С прибрежья ветром кинуло шакалий голос, ему отозвался другой, третий: всю ночь, воя, лая, плача, рыскают шакалы в дюнах и пожирают уток, забравшихся под песчаные намывы обсушиться, вычистить перья, подремать. Жуткий вой, разве к нему привыкнешь? И вообще разве можно привыкнуть к этой теми, ветрам и дождям, к пустынным улицам, где под ногами с засосом хлюпает грязь, к сиротливым, одиночным ночам, когда ты не спишь, ждешь и слушаешь, как штормит море? То самое море, про которое соседка по бараку, Филипповна, говорит так: «Каспий не зазря кличут стариком. Мужик значит. А коли мужик, стало быть, обманщик. Рассуди: тихо, смирно, солнышко, а глядь — уже волна, буря-ураган. Обманщик! Утопит и фамилии-то не спросит!»

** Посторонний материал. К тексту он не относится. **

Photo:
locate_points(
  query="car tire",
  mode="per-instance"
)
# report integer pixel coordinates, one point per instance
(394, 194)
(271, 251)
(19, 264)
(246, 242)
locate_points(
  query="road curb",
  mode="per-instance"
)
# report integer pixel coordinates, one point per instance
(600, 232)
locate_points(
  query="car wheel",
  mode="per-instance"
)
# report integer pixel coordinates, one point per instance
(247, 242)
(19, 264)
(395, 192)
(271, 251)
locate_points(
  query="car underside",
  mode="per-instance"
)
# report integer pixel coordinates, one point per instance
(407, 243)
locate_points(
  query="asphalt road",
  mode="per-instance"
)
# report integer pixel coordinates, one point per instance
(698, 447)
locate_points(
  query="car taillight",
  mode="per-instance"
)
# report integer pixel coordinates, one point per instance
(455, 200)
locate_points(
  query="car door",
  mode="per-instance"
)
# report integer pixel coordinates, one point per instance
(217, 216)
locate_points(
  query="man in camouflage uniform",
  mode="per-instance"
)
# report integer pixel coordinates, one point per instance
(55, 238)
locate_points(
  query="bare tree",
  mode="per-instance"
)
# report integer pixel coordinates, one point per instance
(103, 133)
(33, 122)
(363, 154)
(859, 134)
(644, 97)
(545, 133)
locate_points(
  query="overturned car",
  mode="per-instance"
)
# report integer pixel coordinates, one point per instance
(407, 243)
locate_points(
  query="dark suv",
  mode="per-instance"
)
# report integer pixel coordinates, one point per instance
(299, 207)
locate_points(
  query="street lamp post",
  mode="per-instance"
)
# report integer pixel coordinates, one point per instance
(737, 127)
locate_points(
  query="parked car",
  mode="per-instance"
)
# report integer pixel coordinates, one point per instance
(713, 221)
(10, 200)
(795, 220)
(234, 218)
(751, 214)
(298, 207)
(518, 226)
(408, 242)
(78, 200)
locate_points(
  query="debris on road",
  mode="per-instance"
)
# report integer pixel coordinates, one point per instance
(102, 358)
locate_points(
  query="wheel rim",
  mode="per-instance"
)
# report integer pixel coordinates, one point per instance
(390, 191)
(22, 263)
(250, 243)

Ну, конечно, вчера вечером, когда Василий уходил на лов, море было покойное, ручное. Ксения не пошла провожать на причал — и так в поселке посмеиваются, достаточно того, что встречает, — со двора видела, как сейнеры отвалили от причала, и вторым тот, на котором Василий. Издалека все четыре сейнера едины обликом, но она сердцем чувствовала, на каком Василий. На втором. Судно плыло легко, весело под лимонной зарей, кропившей из-за перистого облачка, зеленоватая, без барашек вода уступчиво разламывалась надвое под килем. А к полночи, когда Ксения пробудилась, уже вовсю задувал свежак. И он крепчает и крепчает.
В квелом прожекторном луче белеет отвесная стена прибоя. Бухает девятый вал. Брызжет дождь. Посвистывает моряна. Наверное, в такую ночь погибли те, семеро, что похоронены в сквере возле колхозного правления. Семь рыбаков, утонувших в осеннюю путину. Все очень просто: у сейнера заглох мотор, унесло далеко, перевернуло. И сейчас снова — осенняя путина.
Господи, что это за жизнь — мучиться, ожидать у моря милости или беды. Нет у нее больше сил, хватит с нее. Хватит! А тут еще Витька Качаев пожаловал. Не далее как вчера. Зачем его принесло, Витьку? Для кого-нибудь он Виктор Викторович, для нее — Витька. Потому что все у них меж собой было. Было да сплыло. А вот — прикатил из Махачкалы. Заходит в магазин и, выждав, когда покупателей у прилавка нет, зажигает спичку, держит ее торчком, пока не сгорает. Спрашивает: «Помнишь?» Отчего ж не помнить: с этого у них когда-то началось. Зажег он спичку, объяснил: «Так и я сгораю от страсти». Она тогда засмеялась, и он засмеялся. Ах, да к чему былье ворошить! Было да сплыло. Ответила ж она в магазине Витьке: «Сожги хоть коробок, я мужняя жена». Он сперва усмехнулся: «Как у Пушкина: но я другому отдана и буду век ему верна?» А после побледнел и говорит: «Я люблю тебя по-настоящему, это я понял, мне очень плохо без тебя». Ему! Замечаете — ему! Всегда о себе думает. Ну, показала она от ворот поворот, а на сердце стало и горько, и приятно, и мутно.